The austerity measures have created a recession now in its fifth year, with 19.2 percent unemployment, the closing of more than 100,000 businesses with another 50,000 expected to shut this year, the fastest rate of increase in suicides and homelessness in Europe, and scenes of despair in Athens and other cities with thousands of people sleeping in the streets. The nation’s electric company even shut off the power to people in frozen villages in northern Greece for some time because they hadn’t been able to pay a doubling in property taxes. The power was restored after an outcry, but the government said people who won’t – or can’t pay – will have their electricity turned off.
Greece is surviving on rescue loans from the Troika of the European Union-International Monetary Fund-European Central Bank which ordered the austerity measures to insure investors and banks would be paid back. Greece is suffering the pains of generations of packing public payrolls with political hires in return for votes, which has technically bankrupted the country, although the privileged rich and elite have gone largely untouched and are profiting.
In his letter, Ieronymos suggested that Greece should not agree to more austerity in return for a second bailout of $169 billion – which analysts now say could be at least $20 billion short of enough to save the country.

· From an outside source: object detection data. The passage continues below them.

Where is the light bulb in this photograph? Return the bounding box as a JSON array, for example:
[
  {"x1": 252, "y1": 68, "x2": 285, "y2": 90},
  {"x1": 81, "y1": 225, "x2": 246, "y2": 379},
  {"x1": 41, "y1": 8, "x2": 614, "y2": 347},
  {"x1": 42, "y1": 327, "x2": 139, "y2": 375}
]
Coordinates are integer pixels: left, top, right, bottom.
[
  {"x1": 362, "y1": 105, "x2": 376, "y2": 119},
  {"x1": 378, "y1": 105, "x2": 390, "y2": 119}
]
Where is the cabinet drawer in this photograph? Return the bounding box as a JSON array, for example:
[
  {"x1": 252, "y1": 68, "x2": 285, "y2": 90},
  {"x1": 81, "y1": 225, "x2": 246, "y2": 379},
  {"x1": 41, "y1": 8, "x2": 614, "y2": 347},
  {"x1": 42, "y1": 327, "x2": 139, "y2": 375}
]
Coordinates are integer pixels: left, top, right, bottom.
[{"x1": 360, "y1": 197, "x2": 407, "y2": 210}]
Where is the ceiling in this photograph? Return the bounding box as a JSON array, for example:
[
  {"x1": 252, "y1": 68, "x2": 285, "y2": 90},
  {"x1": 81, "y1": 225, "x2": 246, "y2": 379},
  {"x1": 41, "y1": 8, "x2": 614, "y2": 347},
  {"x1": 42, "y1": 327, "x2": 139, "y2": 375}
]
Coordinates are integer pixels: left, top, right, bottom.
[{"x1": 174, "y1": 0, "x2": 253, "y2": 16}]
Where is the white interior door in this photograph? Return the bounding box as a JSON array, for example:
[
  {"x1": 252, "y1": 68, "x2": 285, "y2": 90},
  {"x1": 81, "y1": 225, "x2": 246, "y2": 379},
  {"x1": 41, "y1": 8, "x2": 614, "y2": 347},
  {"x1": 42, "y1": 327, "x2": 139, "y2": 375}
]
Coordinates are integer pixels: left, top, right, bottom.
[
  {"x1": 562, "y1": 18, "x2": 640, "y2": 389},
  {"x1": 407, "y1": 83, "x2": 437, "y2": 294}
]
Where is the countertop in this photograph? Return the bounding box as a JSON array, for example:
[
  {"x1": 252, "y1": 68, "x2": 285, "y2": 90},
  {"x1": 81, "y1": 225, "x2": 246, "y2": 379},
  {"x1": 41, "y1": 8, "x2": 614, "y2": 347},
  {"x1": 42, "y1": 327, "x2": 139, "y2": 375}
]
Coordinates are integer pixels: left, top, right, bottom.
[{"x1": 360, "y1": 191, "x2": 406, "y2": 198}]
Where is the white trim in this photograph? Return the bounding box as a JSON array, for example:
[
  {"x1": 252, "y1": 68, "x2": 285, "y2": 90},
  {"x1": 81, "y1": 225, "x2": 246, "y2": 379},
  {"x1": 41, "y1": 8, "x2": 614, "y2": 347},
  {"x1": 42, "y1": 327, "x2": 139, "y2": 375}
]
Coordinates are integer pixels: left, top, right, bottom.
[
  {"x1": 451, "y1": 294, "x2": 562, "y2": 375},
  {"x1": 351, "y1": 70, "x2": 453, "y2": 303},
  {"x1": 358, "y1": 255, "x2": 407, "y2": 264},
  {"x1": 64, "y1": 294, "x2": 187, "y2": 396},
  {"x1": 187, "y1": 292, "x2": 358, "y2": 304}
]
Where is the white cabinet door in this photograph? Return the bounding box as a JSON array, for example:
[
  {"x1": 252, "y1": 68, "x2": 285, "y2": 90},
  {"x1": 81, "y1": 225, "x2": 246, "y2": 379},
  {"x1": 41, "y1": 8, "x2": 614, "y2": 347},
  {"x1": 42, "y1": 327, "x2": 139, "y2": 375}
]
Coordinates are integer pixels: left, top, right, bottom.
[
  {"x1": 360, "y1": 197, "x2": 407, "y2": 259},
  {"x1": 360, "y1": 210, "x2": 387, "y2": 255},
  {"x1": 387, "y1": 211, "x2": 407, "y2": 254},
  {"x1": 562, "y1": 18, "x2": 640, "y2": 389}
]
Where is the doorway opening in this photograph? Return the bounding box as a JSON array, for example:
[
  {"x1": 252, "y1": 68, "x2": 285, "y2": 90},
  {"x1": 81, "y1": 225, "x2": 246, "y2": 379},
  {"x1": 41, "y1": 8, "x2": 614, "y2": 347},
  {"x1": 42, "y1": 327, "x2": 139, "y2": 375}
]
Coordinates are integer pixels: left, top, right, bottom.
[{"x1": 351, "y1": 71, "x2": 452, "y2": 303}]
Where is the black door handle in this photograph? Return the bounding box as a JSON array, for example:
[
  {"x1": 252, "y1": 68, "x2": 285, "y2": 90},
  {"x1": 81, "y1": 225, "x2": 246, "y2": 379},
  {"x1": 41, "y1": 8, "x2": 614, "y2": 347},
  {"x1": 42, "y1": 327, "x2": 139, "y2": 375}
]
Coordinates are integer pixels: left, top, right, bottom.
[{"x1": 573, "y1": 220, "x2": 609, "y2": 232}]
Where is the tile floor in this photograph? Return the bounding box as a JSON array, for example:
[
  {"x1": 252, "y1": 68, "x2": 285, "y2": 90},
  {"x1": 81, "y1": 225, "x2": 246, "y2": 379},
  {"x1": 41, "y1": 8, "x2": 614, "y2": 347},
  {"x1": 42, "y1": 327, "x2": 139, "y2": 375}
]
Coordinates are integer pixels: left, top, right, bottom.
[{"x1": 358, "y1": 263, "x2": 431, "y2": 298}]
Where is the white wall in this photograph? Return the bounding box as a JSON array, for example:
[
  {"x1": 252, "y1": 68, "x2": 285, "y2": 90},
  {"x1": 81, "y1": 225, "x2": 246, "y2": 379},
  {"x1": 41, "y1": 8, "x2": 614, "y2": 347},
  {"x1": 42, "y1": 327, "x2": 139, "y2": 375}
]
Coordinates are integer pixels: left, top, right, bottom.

The Archbishop pointed to the growing numbers of suicides and homelessness, with formerly middle-class citizens and those who had jobs now finding themselves on the streets, and said desperation was growing.
“Greeks’ unprecedented patience is running out, fear is giving way to rage and the danger of a social explosion cannot be ignored any more, neither by those who give orders nor by those who execute their deadly recipes,” he wrote. Greeks have protested, gone on strike and rioted for nearly two years, to no avail, as the government keeps administering punishing austerity measures on the orders of the Troika.
Ieronymos said he was encouraged by the way that people had pulled together and the extent of the help that Greeks are offering to those who are worse off, but he said he was anxious that the situation would worsen if more austerity was piled on, as the Troika has demanded. The lenders now want Greece to eliminate the minimum wage of $988 a month and eliminate the two months annual bonus private sector workers get, although the head of the Troika’s task force in Athens said he doubts whether Greeks can survive any more pay cuts or tax hikes. Finance Minister Evangelos Venizelos, who wants to be the candidate for Prime Minister for the PASOK Socialist party that was chased out of office more than two months ago, has been the prime engineer of tax hikes, including making people earning as little as $6,700 a year pay taxes while 4,152 people on a list of those who owe more than 150,000 euros each to the government have not yet paid.
As Germany has suggested the EU appoint a budget czar to oversee Greece’s finances – which Greeks fear would be a German – the Archbishop said the country should not give up its sovereignty, even in return for rescue loans that have nearly destroyed the country instead of saving it.

“It seems clear now that our homeland’s drama will not finish here but may take on new, uncontrollable, dimensions,” he wrote. “There are, at the moment, demands for even tougher, more painful and even more unfair measures along the same ineffective and unsuccessful lines as in our recent past. There are demands for even bigger doses of a medicine which is proving deadly. There are demands for commitments that do not solve the problem but only put off temporarily the foretold death of our economy. Meanwhile, they put our national sovereignty up for collateral. They mortgage our wealth but also the wealth we could obtain from our land and seas. They mortgage freedom, democracy and national dignity.” The newspaper Kathimerini said it was almost unprecedented for an Archbishop to intervene so forcefully in political and economic issues, especially Ieronymos, who has a reputation for not speaking out, especially on non-religious issues.